In such examination, we have assumed the genuineness of all signatures, the legal capacity of all natural persons, the authenticity of all documents submitted to us as originals, the conformity to original documents of all documents submitted to us as certified, conformed or photostatic copies, and the authenticity of the originals of such latter documents. As to certain questions of fact material to this opinion, we have relied upon certificates or comparable documents of officers and representatives of the Company and have not sought to independently verify such facts.

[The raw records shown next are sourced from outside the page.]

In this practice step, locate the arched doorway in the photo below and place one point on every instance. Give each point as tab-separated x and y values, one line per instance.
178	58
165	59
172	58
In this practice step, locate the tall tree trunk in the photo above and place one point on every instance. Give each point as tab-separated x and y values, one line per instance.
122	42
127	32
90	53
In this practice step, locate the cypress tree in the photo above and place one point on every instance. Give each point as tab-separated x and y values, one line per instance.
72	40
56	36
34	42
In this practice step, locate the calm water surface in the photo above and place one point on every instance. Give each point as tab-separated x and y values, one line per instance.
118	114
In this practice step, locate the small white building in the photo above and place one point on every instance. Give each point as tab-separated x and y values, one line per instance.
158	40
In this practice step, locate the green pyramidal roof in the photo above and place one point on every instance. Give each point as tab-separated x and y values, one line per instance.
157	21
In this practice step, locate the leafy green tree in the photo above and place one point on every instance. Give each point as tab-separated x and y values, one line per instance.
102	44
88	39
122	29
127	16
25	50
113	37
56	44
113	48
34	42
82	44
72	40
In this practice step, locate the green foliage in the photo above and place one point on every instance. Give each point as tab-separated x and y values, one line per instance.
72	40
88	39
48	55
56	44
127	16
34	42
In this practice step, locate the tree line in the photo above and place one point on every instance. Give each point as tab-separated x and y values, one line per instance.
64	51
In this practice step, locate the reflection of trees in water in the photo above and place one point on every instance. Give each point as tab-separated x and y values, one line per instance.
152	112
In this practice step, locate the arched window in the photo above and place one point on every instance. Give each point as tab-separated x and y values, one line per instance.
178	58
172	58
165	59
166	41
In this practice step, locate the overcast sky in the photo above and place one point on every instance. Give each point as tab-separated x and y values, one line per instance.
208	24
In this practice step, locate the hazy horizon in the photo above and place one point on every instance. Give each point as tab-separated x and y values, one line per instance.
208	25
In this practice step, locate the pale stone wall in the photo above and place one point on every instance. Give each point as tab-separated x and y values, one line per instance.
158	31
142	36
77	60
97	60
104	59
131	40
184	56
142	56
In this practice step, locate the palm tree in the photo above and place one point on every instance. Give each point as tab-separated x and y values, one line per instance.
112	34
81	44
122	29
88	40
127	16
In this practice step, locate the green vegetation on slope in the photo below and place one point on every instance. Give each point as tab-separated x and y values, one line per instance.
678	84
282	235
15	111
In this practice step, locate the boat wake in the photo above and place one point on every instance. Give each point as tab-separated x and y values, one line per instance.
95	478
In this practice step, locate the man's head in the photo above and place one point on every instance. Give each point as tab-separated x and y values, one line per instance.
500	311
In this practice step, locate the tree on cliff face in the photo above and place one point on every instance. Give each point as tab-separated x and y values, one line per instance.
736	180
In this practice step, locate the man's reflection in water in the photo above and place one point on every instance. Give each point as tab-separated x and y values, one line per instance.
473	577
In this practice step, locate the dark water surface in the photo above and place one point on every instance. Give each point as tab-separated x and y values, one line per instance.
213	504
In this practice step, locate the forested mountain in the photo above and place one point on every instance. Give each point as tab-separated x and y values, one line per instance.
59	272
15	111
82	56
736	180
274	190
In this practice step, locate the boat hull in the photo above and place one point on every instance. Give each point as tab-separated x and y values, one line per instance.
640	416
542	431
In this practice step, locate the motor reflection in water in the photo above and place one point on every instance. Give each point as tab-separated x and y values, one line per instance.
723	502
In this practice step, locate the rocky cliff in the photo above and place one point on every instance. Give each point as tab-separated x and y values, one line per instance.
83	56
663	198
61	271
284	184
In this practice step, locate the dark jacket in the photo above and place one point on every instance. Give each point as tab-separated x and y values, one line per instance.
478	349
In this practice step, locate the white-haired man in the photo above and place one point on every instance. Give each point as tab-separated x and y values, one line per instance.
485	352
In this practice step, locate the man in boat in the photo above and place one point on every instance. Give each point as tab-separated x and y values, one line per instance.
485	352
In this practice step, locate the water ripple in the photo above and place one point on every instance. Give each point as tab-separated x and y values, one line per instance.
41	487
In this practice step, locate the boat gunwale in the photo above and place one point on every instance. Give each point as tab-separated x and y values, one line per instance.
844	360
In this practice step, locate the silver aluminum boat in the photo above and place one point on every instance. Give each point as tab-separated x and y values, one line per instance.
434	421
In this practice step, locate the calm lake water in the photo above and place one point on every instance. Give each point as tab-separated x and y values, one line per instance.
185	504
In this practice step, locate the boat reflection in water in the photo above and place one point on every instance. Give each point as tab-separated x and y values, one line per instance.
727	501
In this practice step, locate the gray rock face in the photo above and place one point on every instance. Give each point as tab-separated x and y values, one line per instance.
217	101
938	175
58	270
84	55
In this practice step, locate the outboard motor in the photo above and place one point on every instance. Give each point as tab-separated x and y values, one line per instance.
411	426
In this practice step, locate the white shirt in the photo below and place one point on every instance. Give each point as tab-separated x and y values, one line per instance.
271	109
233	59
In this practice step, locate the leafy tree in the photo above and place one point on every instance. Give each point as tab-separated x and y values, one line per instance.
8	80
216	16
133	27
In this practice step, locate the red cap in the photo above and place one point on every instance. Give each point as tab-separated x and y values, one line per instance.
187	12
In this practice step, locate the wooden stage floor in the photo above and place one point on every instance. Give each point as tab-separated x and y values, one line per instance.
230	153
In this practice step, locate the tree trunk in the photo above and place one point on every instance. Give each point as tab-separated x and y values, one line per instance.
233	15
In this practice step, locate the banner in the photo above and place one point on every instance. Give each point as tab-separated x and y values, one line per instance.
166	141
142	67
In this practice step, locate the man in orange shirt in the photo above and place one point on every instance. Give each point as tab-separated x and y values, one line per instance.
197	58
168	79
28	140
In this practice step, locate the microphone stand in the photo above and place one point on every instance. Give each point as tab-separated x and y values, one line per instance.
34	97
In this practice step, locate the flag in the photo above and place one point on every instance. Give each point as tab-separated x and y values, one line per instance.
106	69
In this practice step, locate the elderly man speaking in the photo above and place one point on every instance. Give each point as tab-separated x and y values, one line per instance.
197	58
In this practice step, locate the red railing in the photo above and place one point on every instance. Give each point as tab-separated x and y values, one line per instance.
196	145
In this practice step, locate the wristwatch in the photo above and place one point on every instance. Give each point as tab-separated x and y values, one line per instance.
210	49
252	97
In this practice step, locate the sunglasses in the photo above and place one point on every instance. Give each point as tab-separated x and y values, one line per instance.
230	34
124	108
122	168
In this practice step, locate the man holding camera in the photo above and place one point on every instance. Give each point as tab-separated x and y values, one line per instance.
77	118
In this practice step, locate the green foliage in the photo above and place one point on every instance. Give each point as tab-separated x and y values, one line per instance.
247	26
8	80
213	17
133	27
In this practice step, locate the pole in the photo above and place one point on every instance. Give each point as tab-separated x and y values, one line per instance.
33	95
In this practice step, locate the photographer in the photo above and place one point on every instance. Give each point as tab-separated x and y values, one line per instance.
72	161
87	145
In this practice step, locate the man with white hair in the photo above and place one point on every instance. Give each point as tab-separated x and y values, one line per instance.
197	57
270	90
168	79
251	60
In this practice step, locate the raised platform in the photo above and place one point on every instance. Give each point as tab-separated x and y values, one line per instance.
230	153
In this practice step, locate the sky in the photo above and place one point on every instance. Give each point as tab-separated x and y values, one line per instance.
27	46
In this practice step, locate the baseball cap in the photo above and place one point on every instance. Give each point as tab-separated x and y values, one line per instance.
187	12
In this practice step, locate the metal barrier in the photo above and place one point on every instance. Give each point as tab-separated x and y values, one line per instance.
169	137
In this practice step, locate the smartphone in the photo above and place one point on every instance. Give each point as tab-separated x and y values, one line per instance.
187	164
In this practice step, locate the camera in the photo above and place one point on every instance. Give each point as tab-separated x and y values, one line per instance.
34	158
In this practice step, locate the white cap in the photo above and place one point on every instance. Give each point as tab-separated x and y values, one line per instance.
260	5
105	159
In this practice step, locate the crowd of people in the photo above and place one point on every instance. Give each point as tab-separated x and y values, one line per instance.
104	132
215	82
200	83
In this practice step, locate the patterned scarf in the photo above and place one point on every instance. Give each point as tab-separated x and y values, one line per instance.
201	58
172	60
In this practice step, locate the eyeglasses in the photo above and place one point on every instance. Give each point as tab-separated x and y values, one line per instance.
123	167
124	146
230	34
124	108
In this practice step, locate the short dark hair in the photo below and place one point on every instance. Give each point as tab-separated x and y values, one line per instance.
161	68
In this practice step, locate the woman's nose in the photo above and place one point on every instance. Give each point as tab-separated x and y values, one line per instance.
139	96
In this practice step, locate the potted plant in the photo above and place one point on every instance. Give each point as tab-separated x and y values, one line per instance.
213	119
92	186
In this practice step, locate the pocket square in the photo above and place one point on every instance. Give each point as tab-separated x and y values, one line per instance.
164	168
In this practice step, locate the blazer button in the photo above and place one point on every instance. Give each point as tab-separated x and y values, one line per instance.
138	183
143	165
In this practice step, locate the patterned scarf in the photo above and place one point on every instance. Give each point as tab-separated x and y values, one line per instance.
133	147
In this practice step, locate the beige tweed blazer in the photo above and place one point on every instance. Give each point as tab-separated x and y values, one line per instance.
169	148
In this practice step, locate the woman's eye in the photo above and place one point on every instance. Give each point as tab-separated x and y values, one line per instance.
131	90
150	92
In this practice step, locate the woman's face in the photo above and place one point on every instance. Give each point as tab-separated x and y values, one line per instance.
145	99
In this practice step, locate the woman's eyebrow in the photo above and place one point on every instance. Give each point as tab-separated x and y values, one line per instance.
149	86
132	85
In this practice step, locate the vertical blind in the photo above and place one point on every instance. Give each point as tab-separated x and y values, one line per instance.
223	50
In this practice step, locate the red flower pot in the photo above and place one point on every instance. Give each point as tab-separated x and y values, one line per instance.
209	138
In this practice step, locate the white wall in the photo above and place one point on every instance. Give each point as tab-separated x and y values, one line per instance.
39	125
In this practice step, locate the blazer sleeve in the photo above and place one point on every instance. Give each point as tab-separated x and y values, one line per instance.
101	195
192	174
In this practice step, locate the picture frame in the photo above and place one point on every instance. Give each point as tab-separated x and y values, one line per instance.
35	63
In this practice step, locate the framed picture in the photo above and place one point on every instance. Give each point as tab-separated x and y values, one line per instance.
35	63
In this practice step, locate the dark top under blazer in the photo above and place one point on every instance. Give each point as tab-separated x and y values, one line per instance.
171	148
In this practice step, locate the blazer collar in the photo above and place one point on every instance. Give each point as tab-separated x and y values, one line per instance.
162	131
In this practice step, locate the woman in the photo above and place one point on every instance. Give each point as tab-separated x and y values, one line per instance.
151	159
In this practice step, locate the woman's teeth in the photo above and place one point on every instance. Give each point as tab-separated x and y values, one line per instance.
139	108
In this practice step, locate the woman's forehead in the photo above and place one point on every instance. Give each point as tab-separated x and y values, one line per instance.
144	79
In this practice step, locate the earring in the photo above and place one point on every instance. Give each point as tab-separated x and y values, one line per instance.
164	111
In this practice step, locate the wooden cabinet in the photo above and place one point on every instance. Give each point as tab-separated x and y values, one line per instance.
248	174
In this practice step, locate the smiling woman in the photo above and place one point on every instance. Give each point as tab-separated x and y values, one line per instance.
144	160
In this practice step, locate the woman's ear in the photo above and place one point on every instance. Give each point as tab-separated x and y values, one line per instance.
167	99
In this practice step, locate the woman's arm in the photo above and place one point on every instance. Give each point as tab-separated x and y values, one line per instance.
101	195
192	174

Based on the foregoing, and subject to the assumptions, limitations and qualifications set forth herein, we are of the opinion that:

1. the Preferred Shares included in the Units have been duly authorized and, when issued and sold in the manner contemplated in the Registration Statement and the related Prospectus and in accordance with the Securities Purchase Agreement, the Shares will be validly issued, fully paid and non-assessable;

2. the Warrants included in the Units have been duly authorized and, when issued and sold in the manner contemplated in the Registration Statement and the related Prospectus and in accordance with the Securities Purchase Agreement, the Warrants will constitute valid and binding obligations of the Company, enforceable against the Company in accordance with their terms;
 
3. the Conversion Shares have been duly authorized and, when issued in the manner contemplated in the Registration Statement and the related Prospectus and in accordance with the terms and conditions of the Certificate of Designation, the Conversion Shares will be validly issued, fully paid and non-assessable; and

4. the Warrant Shares have been duly authorized and, when issued in the manner contemplated in the Registration Statement and the related Prospectus and in accordance with the terms and conditions of the Warrants (including the due payment of any exercise price therefor specified in the Warrants), the Warrant Shares will be validly issued, fully paid and non-assessable.
 
The opinion expressed herein is limited to the laws of the State of New York (with respect to paragraph 2 above) and the General Corporation Law of the State of Delaware (including reported judicial decisions interpreting the General Corporation Law of the State of Delaware) and we express no opinion as to the effect on the matters covered by this letter of the laws of any other jurisdiction.
 
We hereby consent to the filing of this letter as an exhibit to the Registration Statement and to the reference to our firm under the caption “Legal Matters” in the Prospectus which is a part of the Registration Statement. In giving such consents, we do not thereby admit that we are in the category of persons whose consent is required under Section 7 of the Securities Act or the Rules and Regulations of the Commission promulgated thereunder.